These figures correspond to Figure 1D in the manuscript and Figure S4A and S4B in the Supplementary Figures.

In [None]:
### calculate PCA
sc.pp.pca(adata)

In [None]:
### set seed
np.random.seed(1)

### calculate t-SNE embedding
pca_transform = adata.varm["PCs"]
X_ = np.dot(adata.X, pca_transform)
d2 = pairwise_distances(X_, metric="euclidean")
data = TSNE(n_components=2, random_state=2, metric="precomputed", perplexity=60).fit_transform(d2)

In [None]:
### calculate projection of velocities onto embedding (kappa-velo method)
k = 50
use_raw=True
velocity_down_scale=0.2

NN = cKDTree(X_).query(x=X_, k=k, n_jobs=1)[1]
pca_transform = adata.varm["PCs"]
X_ = np.dot(adata.layers["spliced" if use_raw else "Ms"], pca_transform)
d2 = pairwise_distances(X_, metric="euclidean")
P_proj = tsne_d2p_NN(d2, NN, row_norm=True)
W = nystrom(P_proj, data)

# get transportation to future states
X2 = np.dot(adata.layers["spliced" if use_raw else "Ms"]+(adata.layers["velocity"]/velocity_down_scale), pca_transform)
d2 = pairwise_distances(X2, X_, metric="euclidean")
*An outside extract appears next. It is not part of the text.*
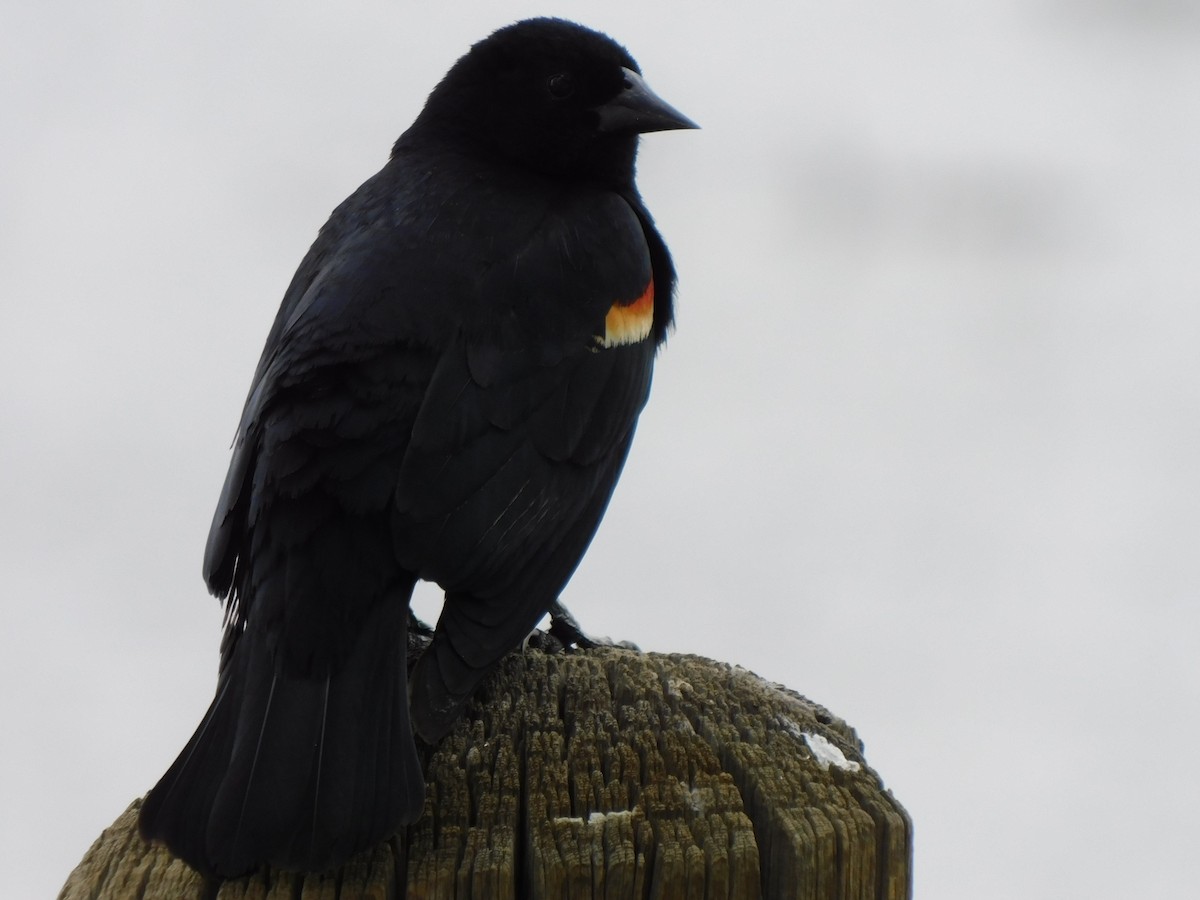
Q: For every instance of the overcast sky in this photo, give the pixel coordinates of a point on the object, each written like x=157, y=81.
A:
x=924, y=445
NN = cKDTree(X_).query(x=X2, k=k, n_jobs=1)[1]
P_2 = tsne_d2p_NN(d2, NN)
v_t = (np.dot(P_2, W)-data)

In [None]:
### calculate projection of velocities onto embedding (scVelo method)
adata.obsm["X_tsne"]=data
bdata = adata.copy()
scv.tl.velocity_graph(bdata)
scv.tl.velocity_embedding(bdata, "tsne")
v_scvelo = bdata.obsm["velocity_tsne"][:,0:2] # velocities from scvelo

v_scvelo/=np.std(v_scvelo) # scale to same range for ease of comparison
v_scvelo*=np.std(v_t)

In [None]:
### select only part of the cells to avoid overcrowding the t-SNE
step = 5
sub = np.arange(310, adata.shape[0], step)

In [None]:
### set arguments for plotting
akwargs = {"head_width":.9, "head_length":1, "alpha":.9, "width":0.01, "color":"black"}
pltkwargs={"figsize":(6, 6), "frameon":False}
(dim1, dim2) = (0, 1)

In [None]:
### create t-SNE plot (kappa-velo visualisation) 
fig, ax = plt.subplots(1, 1, **pltkwargs)
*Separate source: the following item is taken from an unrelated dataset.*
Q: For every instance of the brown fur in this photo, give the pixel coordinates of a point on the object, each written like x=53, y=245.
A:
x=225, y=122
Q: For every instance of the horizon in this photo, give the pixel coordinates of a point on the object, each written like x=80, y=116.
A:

ax.scatter(data[sub,dim1], data[sub,dim2], s=55, color="lightgrey")
ax.axis("off")

for i in sub:
    ax.arrow(data[i,dim1], data[i,dim2], dx=v_t[i,dim1], dy=v_t[i,dim2], **akwargs)

fig.tight_layout()

# save figure
save_path = "../figures/FigS4A_tSNE_simulation_kappa-velo.pdf"
plt.savefig(save_path, dpi=300, transparent=True)
save_path = "../figures/Fig2D_tSNE_simulation_kappa-velo.pdf"
plt.savefig(save_path, dpi=300, transparent=True)

plt.show()

In [None]:
### create t-SNE plot (scVelo visualisation) 
fig, ax = plt.subplots(1, 1, **pltkwargs)
ax.scatter(data[sub,dim1], data[sub,dim2], s=55, color="lightgrey")
ax.axis("off")

for i in sub:
    ax.arrow(data[i,dim1], data[i,dim2], 
             dx=v_0[i,dim1], dy=v_0[i,dim2], #color="darkred", 
             **akwargs)

fig.tight_layout()

# save figure
save_path = "../figures/FigS4B_tSNE_simulation_scVelo.pdf"
plt.savefig(save_path, dpi=300, transparent=True)

plt.show()

### (III) diffusion map

These figures correspond to Figure S4C and S4D in the Supplementary Figures.

In [None]:
### calculate diffusion map embedding
sigma = 20
evals, evecs, z_x = diffmap_eigen(adata, sigma=sigma)

In [None]:
### calculate projection of velocities onto embedding (kappa-velo method)
data = evecs
pca_transform = adata.varm["PCs"]
v_t = add_proj(adata.X, adata.X+(adata.layers["velocity"]/2), evecs, evals, sigma, z_x,pca_transform)-data

In [None]:
### calculate projection of velocities onto embedding (scVelo method)
adata.obsm["X_diffmap_own"]=data[:,1:3]
bdata = adata.copy()
scv.tl.velocity_graph(bdata)
scv.tl.velocity_embedding(bdata, "diffmap_own")#, scale=0.10)
v_0 = bdata.obsm["velocity_diffmap_own"]#[:,0:3]
v_0/=np.std(v_0)
v_0*=np.std(v_t)

In [None]:
### set arguments for plotting
pltkwargs={"figsize":(9, 6), "frameon":False}
akwargs = {"head_width":.0005, "head_length":.0005, "alpha":.6, "width":0.00001, "color":"black"}
(dim1, dim2) = (1, 2)

In [None]:
### create diffusion map plot (kappa-velo visualisation) 
fig, ax = plt.subplots(1, 1, **pltkwargs)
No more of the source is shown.